Instapundit links to an interesting piece from a law student offering various pieces of advice about the law school process. There are also many good thoughts in the comments section.

For all the diversity of opinions about the law school experience expressed there, I didn't see some things I thought important. Perhaps my law school experience was different, but I enjoyed reading someone touching on a couple of basic aspects of what law school is, and thought I'd add my two cents.

The basic function of a law school is to produce a commodity: lawyers. The value of law schools to employers is that they produce said product. The value of law school to students is that the school turns them into marketable product. As you probably know, law is -- like other types of advanced higher education -- very hierarchical. Roughly speaking, the better (read: higher ranked, by such entities as US News) your law school, the better your chance of landing a job at a top firm, or a prestigious clerkship (read: federal clerkship). Once a student lands in law school, the jostling for hierarchical place continues: better grades = better class rank = better starting salary/clerkship. Or, if you don't want to become a practicing lawyer, but say a law professor, the equation is much the same. Law professors are typically hired at schools ranked equal to or below the ones they attended in the institutional food chain. There are of course exceptions to this rule, but it tends to be true . . . you won't find many San Fernando Valley College of Law grads teaching at, say, USC or UCLA law school.

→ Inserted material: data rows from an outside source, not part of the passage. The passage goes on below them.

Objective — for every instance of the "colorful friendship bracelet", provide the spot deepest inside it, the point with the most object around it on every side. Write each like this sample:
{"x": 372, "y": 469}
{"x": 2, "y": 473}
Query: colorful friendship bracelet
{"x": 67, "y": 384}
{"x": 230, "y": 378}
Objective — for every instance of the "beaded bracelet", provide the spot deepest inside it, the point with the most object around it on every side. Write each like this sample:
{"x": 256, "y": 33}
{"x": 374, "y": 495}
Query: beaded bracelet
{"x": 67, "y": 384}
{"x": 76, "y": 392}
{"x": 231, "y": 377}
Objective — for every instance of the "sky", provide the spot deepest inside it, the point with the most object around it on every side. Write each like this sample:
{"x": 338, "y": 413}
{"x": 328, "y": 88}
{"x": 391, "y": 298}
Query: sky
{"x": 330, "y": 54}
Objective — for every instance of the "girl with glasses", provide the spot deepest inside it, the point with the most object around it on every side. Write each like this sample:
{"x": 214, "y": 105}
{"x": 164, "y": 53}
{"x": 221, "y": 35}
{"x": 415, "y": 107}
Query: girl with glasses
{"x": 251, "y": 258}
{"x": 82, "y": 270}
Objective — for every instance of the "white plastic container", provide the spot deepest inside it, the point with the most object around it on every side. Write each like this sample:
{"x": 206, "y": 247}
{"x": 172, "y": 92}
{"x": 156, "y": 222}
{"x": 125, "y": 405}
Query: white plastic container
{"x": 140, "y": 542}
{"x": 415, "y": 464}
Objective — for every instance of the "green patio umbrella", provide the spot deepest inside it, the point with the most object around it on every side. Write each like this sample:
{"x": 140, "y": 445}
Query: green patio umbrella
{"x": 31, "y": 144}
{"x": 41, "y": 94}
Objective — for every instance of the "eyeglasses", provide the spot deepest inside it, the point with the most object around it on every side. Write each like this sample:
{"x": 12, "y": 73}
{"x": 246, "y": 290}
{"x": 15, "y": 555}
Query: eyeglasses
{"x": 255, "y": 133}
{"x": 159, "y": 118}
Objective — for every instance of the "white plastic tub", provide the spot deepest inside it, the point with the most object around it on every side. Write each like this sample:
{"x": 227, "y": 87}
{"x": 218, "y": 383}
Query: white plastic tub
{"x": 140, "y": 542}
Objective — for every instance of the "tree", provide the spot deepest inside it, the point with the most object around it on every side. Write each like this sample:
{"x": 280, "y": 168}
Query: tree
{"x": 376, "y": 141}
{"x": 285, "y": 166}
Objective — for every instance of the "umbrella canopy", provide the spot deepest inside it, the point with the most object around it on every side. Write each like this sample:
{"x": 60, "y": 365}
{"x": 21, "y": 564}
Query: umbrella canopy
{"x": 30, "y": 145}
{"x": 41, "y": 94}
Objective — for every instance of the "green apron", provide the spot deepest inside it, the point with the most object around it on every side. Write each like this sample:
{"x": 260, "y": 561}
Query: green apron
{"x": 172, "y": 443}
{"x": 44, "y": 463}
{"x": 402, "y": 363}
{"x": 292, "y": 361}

Oh, another note about law professors. With all due respect to Instapundit and my professors at BU, the general function of law professors is -- in my experience -- to make more difficult the learning of material which, in fact, is not that conceptually difficult. There are very few concepts in law that are difficult to understand: it's not metaphysics! Rather than presenting material in a logical fashion, part of the American legal educational tradition is to make it more difficult that it really is . . . this is part of what people are referring to when they speak of the initatory nature of law school. I never figured out what the initatory nature of wading through thousands of pages of case law was supposed to do for me as a lawyer, but I digress. There are exceptions to this, and the trend lessens as one goes forward through the years: 1Ls get more of this initiatory treatment than 2Ls, and so on. By the time you hit third year, you either know how to study the stuff or you don't, and the profs gradually stop caring about it . . .

As one might imagine this makes for a most competitive atmosphere in law school. There is intense competition for grades in this zero-sum atmosphere . . . after all, there are only so many A's to go around. When you add the agonistic nature of the people attracted to law school to the intentional obfuscation of material, and the big stakes involved in finishing high, grade-wise, you get a situation in which Lord Acton's maxim applies. I met more corrupted people in law school than I expect I'd meet at a local jail. One of my favorites was a very political guy -- a Democrat, as it happened -- who insisted that he was going to law school to help other people . . . and that the way of helping others would be to get a federal clerkship, make his way through the ranks, and then eventually be a federal judge, where he would make law to further his (obviously correct, to him) agenda. Anyone who thinks that the best way to help others is by going to law school should have his head examined. I made this suggestion, only to have it rebuffed. Can't imagine why! This isn't to say that there aren't good and valid reasons for going to law school, or that you can't help people -- if this is your goal -- as a lawyer. My point is that in such an atmosphere people are more likely -- given the incentives, and given human nature -- to be corrupted, than say, medical, engineering, or accountancy . . . ah yes, the other professions.

One final note: Law school does not prepare you for the practice of law (you'll get that training from a firm, or another lawyer). Law school does not prepare you for the bar exam (the bar review courses do that). Law school teaches, more than anything else, a mode of thinking. It also, like other professional schools, puts one through an initiatory process designed to enhance exclusivity.

Part of the problem with US legal culture tends to be a problem of system abuse: certain types of class-action suits -- brought more for the enrichment of lawyers than members of the class -- come to mind. For an interesting take on this problem from a different perspective read "Socrates, Strepsiades, and the Abuses of Intellectualism," by classicist Peter Green in his Classical Bearings. The abuse of intellectualism and its tools is not a new phenomenon, and was well known to the ancient Greeks. There's also an excellent discussion of the iniatory nature of law school in my former ethics professor Susan Koniak's co-authored book, The Law and Ethics of Lawyering. Unfortunately the name of the essay escapes me, but it is well worth tracking down and reading.